SECTION 4. (1) Except as provided in subsection (2) of this section, any compound, mixture or preparation containing any detectable quantity of pseudoephedrine, its salts or optical isomers ("pseudoephedrine product") shall only be dispensed, sold or distributed in a pharmacy, and shall be subject to the following requirements:
(a) A pseudoephedrine product shall be dispensed, sold or distributed only by a licensed pharmacist or registered pharmacy technician.
(b) A person purchasing, receiving or otherwise acquiring a pseudoephedrine product shall produce a photo identification showing the date of birth of the person and shall sign a written log or receipt showing the date of the transaction, the name of the person and the amount of the pseudoephedrine product.
(c) No person shall purchase, receive or otherwise acquire more than nine (9) grams of a pseudoephedrine product within any thirty-day period. However, this limit shall not apply to any quantity of a pseudoephedrine product that is dispensed under a valid prescription.
(2) Subsection (1) of this section does not apply to any compound, mixture or preparation containing pseudoephedrine that is in liquid, liquid capsule or gel capsule form if pseudoephedrine is not the only active ingredient.

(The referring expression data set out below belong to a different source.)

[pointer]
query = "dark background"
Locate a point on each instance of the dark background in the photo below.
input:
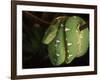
(34, 52)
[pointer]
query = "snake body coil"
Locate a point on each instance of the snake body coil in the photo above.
(65, 40)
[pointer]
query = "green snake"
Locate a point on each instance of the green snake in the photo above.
(65, 40)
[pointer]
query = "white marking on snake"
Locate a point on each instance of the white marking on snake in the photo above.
(57, 41)
(66, 29)
(69, 44)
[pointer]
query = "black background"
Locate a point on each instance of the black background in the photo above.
(34, 52)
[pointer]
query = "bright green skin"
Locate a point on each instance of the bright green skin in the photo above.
(51, 32)
(77, 38)
(57, 49)
(61, 52)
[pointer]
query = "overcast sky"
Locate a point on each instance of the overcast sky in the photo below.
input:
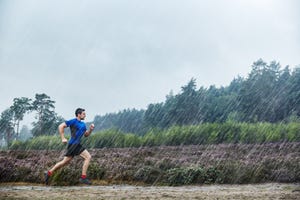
(108, 55)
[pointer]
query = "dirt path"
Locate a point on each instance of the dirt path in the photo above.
(259, 191)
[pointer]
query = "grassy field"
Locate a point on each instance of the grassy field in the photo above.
(163, 165)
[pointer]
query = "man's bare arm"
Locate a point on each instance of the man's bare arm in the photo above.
(61, 130)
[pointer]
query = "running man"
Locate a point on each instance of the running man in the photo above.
(78, 129)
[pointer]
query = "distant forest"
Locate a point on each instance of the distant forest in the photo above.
(268, 94)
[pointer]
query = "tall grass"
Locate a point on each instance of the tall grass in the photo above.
(209, 133)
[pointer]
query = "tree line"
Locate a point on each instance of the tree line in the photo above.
(42, 105)
(268, 94)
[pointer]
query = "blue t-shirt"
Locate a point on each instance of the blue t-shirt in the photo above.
(77, 128)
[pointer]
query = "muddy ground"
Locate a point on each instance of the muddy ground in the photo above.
(253, 192)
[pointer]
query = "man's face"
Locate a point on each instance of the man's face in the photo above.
(82, 115)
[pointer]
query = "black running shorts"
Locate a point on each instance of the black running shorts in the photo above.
(74, 150)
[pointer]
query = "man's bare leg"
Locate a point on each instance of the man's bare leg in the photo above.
(87, 158)
(60, 164)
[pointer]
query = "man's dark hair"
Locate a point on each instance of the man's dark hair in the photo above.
(79, 111)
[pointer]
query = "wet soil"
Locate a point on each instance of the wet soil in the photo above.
(252, 191)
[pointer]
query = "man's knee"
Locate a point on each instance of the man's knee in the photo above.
(89, 157)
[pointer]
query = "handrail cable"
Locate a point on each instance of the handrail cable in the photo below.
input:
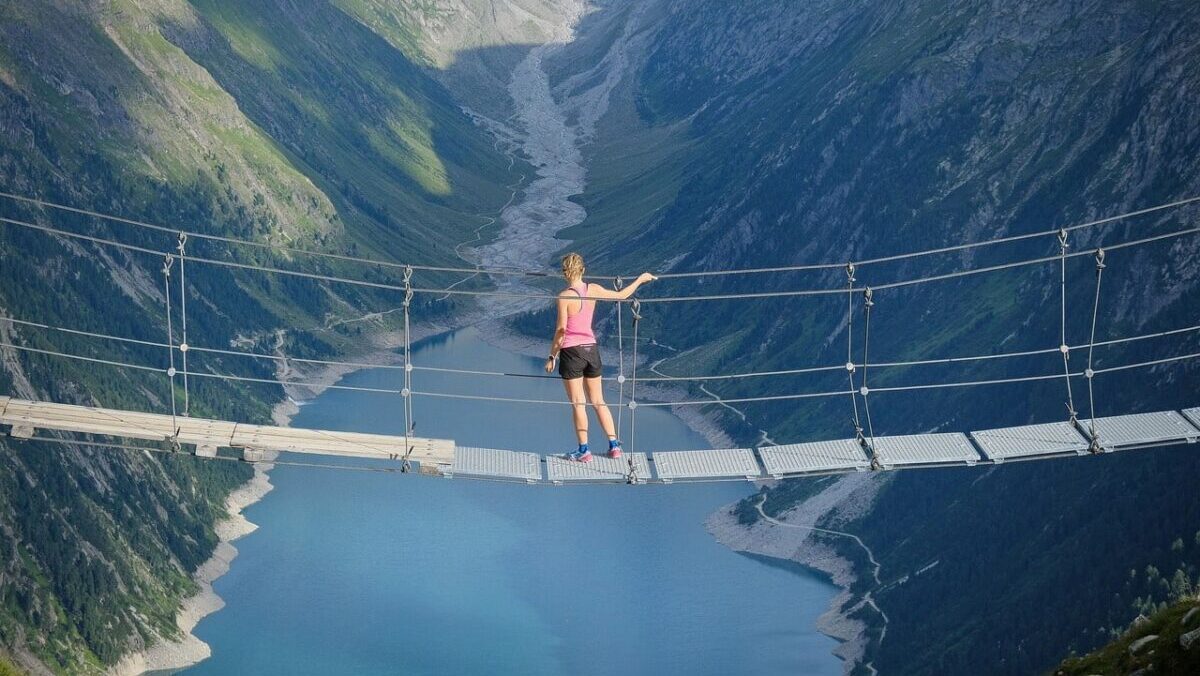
(501, 270)
(793, 293)
(640, 405)
(805, 370)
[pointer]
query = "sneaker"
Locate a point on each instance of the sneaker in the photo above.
(580, 455)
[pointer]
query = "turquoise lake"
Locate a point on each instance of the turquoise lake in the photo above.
(389, 574)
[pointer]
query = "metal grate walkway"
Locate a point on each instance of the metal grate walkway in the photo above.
(442, 458)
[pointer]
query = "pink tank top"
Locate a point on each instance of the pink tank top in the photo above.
(579, 325)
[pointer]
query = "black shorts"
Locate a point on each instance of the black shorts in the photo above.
(579, 362)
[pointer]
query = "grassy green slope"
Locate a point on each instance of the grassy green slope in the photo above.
(1163, 654)
(106, 107)
(775, 135)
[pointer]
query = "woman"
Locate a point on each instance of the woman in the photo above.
(579, 358)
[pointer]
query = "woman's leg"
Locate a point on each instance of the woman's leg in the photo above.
(579, 411)
(595, 395)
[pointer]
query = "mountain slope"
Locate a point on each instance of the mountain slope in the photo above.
(759, 135)
(262, 123)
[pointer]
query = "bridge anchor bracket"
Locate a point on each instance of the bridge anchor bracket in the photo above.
(22, 431)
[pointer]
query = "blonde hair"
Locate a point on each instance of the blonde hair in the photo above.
(573, 267)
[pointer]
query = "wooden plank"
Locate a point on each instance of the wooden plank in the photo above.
(41, 414)
(354, 444)
(215, 434)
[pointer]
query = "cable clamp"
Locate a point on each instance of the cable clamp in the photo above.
(408, 286)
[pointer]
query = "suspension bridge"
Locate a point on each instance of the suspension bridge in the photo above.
(862, 450)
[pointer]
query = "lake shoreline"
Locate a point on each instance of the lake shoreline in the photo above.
(798, 544)
(189, 650)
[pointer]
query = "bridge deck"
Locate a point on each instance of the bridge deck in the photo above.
(814, 458)
(1031, 441)
(725, 464)
(27, 417)
(1141, 429)
(1025, 442)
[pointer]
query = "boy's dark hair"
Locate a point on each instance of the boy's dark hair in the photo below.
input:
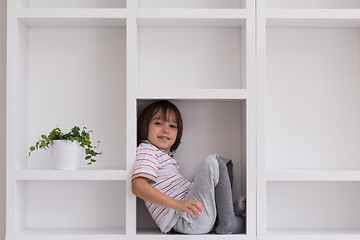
(147, 114)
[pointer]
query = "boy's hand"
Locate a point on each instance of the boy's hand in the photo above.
(189, 206)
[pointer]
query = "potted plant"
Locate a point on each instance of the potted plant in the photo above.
(67, 149)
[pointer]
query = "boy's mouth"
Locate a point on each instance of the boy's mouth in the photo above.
(164, 138)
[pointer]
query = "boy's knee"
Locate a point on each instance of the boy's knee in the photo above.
(211, 164)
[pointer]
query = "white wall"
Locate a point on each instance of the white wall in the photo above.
(2, 114)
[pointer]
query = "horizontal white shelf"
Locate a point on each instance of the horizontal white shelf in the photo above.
(191, 17)
(193, 94)
(313, 17)
(155, 235)
(312, 175)
(310, 234)
(68, 233)
(72, 17)
(118, 175)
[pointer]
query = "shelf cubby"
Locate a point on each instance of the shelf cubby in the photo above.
(71, 207)
(80, 63)
(313, 97)
(222, 59)
(225, 123)
(313, 208)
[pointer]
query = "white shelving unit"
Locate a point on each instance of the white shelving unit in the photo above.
(97, 63)
(308, 119)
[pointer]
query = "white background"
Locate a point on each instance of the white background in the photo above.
(2, 115)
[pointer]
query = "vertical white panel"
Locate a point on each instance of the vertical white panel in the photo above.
(261, 106)
(131, 133)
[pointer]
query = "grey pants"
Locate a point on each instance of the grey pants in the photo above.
(203, 190)
(212, 188)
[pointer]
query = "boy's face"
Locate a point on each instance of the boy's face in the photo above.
(163, 132)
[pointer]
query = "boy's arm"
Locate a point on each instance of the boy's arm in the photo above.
(142, 189)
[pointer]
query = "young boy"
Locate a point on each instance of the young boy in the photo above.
(174, 202)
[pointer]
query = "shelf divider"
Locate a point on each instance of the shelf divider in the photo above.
(118, 175)
(312, 175)
(193, 94)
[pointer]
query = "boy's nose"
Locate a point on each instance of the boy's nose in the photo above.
(166, 128)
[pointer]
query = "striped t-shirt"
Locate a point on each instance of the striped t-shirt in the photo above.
(163, 171)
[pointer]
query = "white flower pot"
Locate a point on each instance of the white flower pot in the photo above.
(66, 155)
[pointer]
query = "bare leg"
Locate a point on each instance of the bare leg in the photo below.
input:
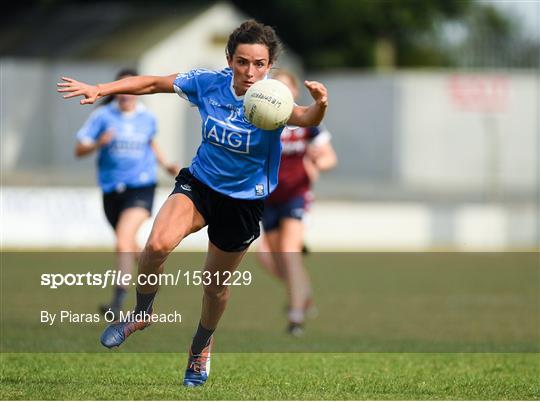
(216, 295)
(298, 285)
(176, 219)
(127, 248)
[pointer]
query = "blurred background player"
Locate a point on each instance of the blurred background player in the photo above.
(306, 151)
(122, 131)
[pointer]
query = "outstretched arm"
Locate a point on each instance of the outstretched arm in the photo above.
(308, 116)
(137, 85)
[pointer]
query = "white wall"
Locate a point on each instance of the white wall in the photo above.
(73, 218)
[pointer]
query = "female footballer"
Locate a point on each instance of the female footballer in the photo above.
(234, 170)
(122, 131)
(306, 151)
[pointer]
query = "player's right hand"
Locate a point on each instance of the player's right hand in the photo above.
(76, 88)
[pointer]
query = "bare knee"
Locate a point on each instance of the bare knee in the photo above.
(217, 292)
(160, 246)
(126, 245)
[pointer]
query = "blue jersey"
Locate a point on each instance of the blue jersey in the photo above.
(235, 158)
(128, 160)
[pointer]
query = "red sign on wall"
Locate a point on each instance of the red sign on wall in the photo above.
(479, 93)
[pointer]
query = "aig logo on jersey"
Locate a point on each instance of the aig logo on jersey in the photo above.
(226, 135)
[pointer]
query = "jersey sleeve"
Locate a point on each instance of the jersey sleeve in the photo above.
(190, 85)
(92, 128)
(319, 135)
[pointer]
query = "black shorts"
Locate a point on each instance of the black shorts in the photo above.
(115, 202)
(233, 224)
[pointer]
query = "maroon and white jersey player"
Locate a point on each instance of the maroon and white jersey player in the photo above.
(294, 179)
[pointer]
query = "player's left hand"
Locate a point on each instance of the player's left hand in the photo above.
(318, 92)
(78, 88)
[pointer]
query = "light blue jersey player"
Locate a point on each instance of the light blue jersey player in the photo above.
(128, 160)
(235, 158)
(235, 168)
(122, 132)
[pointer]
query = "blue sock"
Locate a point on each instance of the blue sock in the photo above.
(200, 340)
(144, 302)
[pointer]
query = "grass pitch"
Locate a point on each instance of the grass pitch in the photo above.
(459, 326)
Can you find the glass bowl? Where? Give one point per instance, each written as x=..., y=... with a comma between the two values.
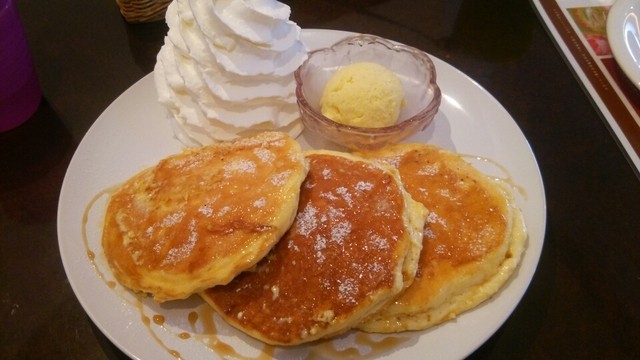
x=413, y=67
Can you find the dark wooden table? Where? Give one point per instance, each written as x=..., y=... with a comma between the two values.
x=584, y=301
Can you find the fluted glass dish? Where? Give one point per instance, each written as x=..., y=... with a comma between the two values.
x=413, y=67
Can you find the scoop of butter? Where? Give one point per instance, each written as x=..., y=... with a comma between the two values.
x=363, y=94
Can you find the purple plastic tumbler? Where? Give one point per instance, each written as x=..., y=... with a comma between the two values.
x=20, y=92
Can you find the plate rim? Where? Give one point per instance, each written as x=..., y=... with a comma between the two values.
x=65, y=193
x=616, y=16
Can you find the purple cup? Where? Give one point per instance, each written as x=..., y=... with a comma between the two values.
x=20, y=92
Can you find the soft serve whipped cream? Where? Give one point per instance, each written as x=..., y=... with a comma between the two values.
x=226, y=69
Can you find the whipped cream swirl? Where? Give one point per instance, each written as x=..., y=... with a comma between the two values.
x=226, y=69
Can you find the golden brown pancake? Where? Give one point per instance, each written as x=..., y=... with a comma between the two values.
x=199, y=218
x=353, y=245
x=472, y=242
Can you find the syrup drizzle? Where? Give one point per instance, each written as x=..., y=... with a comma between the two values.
x=507, y=177
x=204, y=317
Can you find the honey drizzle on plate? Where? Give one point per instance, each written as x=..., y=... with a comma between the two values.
x=204, y=316
x=507, y=178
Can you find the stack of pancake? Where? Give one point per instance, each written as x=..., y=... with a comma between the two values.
x=292, y=246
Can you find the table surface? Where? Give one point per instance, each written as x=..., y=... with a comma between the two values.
x=584, y=300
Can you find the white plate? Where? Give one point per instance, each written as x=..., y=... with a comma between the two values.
x=623, y=33
x=133, y=133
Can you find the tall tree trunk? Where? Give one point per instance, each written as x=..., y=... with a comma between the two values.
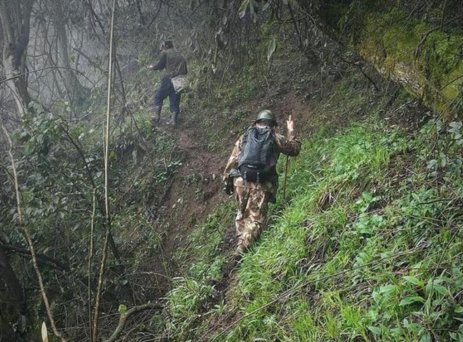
x=15, y=19
x=77, y=92
x=11, y=301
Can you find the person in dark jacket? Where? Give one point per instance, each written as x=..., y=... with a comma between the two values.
x=174, y=67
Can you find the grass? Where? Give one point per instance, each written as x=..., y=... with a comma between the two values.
x=367, y=249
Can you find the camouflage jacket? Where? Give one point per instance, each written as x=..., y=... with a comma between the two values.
x=289, y=146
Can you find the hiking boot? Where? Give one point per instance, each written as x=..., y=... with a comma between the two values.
x=240, y=250
x=156, y=116
x=173, y=120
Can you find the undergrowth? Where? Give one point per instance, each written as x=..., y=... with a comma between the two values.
x=368, y=247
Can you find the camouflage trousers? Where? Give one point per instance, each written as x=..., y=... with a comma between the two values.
x=252, y=199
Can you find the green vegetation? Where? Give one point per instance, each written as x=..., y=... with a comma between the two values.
x=367, y=248
x=424, y=56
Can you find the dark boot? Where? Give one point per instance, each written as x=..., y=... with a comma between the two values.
x=173, y=120
x=156, y=115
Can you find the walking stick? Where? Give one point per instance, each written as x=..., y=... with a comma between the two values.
x=284, y=181
x=286, y=172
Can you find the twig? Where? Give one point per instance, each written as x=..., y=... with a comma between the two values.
x=125, y=315
x=90, y=259
x=28, y=237
x=41, y=258
x=106, y=164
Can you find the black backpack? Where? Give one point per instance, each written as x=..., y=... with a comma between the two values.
x=258, y=157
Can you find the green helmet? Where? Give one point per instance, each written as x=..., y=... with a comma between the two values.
x=266, y=115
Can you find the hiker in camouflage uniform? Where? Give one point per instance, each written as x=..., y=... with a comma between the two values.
x=174, y=65
x=253, y=196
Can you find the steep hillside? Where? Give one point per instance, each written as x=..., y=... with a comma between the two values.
x=367, y=244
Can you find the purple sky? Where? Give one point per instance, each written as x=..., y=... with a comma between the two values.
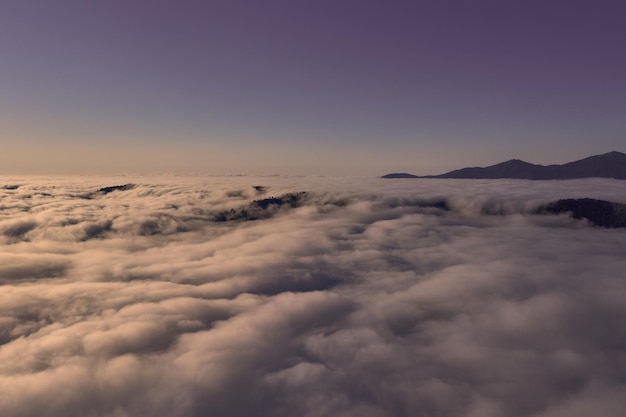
x=307, y=87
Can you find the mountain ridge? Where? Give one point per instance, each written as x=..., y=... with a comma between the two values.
x=609, y=165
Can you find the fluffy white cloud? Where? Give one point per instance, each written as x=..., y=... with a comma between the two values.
x=372, y=298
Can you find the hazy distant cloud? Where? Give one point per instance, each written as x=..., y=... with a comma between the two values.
x=371, y=298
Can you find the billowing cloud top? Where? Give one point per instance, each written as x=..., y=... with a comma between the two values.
x=360, y=297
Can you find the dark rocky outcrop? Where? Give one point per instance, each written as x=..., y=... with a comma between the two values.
x=262, y=209
x=110, y=189
x=598, y=212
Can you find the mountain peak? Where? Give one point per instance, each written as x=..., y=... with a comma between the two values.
x=609, y=165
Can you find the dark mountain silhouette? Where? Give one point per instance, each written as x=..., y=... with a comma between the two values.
x=399, y=175
x=608, y=165
x=598, y=212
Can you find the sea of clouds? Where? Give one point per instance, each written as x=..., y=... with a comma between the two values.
x=372, y=298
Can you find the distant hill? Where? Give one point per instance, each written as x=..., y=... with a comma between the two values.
x=399, y=175
x=608, y=165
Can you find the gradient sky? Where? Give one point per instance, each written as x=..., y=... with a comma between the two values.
x=307, y=87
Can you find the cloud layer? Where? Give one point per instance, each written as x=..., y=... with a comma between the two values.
x=367, y=298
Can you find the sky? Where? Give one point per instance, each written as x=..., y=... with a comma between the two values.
x=307, y=87
x=373, y=298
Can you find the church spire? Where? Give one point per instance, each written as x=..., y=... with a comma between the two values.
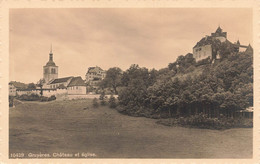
x=51, y=54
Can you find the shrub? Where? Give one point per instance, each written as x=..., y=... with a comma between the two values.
x=112, y=102
x=31, y=97
x=95, y=103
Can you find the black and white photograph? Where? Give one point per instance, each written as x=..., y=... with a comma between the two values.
x=135, y=83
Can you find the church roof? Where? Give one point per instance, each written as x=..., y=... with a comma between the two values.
x=61, y=80
x=18, y=85
x=204, y=41
x=76, y=81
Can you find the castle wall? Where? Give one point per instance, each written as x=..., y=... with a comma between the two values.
x=202, y=52
x=77, y=90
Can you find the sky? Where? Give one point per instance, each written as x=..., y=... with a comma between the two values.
x=83, y=38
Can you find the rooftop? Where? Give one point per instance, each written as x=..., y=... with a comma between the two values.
x=61, y=80
x=76, y=81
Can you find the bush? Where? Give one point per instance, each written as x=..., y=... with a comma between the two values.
x=112, y=102
x=95, y=103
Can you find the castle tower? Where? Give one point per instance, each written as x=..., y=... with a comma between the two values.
x=50, y=70
x=220, y=35
x=249, y=49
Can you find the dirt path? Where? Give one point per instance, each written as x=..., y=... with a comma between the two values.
x=64, y=126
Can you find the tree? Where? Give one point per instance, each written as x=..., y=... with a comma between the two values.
x=112, y=79
x=95, y=103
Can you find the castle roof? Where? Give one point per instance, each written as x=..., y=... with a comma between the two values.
x=61, y=80
x=94, y=69
x=50, y=62
x=76, y=81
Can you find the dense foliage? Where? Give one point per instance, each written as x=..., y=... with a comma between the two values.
x=186, y=88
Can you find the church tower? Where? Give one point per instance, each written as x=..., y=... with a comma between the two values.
x=50, y=70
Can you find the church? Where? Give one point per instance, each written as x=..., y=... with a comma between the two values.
x=73, y=85
x=209, y=46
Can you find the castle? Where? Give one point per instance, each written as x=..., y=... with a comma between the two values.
x=209, y=46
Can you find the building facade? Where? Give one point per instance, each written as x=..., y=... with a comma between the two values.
x=60, y=82
x=77, y=86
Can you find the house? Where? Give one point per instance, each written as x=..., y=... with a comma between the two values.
x=77, y=86
x=209, y=46
x=50, y=70
x=94, y=76
x=14, y=86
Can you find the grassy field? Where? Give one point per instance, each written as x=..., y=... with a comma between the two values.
x=64, y=126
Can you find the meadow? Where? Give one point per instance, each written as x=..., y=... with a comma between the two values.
x=73, y=126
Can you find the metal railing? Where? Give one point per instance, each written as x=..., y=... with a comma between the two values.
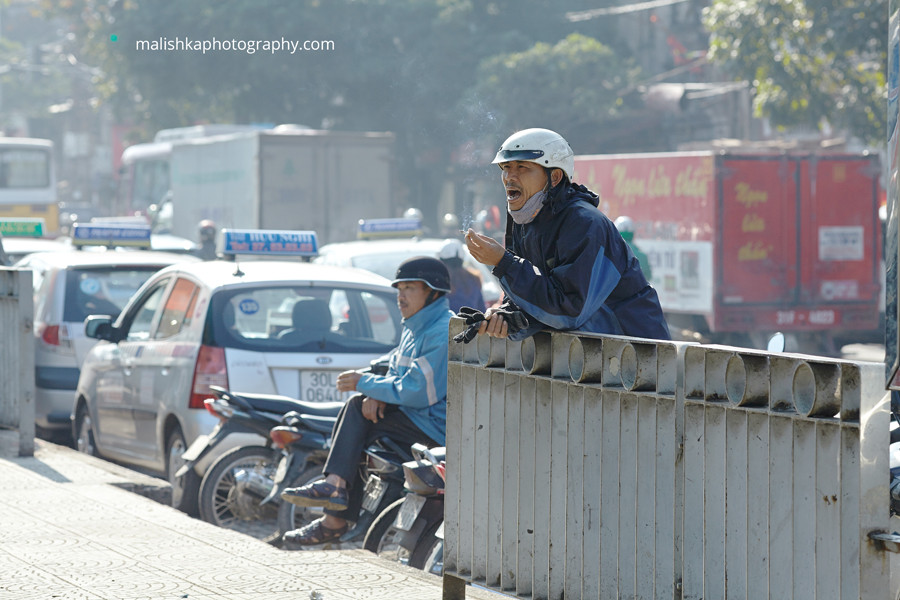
x=584, y=466
x=17, y=357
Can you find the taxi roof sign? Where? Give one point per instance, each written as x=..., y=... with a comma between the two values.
x=22, y=227
x=268, y=242
x=381, y=228
x=111, y=234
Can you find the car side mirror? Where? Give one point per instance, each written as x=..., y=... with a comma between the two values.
x=100, y=327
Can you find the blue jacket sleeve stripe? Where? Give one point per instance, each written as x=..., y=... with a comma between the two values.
x=428, y=372
x=603, y=280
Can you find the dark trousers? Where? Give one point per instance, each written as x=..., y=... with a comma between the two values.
x=352, y=434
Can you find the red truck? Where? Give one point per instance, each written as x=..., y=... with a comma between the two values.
x=745, y=244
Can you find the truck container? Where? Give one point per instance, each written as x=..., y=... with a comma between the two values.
x=295, y=179
x=743, y=245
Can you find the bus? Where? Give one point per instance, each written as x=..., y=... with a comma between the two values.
x=28, y=181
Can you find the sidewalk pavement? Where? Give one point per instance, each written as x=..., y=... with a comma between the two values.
x=72, y=526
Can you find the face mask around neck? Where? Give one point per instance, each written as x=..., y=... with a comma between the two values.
x=530, y=209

(3) A person who violates any provision of this section is guilty of a felony and, upon conviction, shall be punished by a fine of not more than Five Thousand Dollars ($5,000.00), or by imprisonment in the State Penitentiary for not more than three (3) years, or by both a fine and imprisonment.
(4) This section shall stand repealed on July 1, 2006.
SECTION 5. This act shall take effect and be in force from and after July 1, 2005.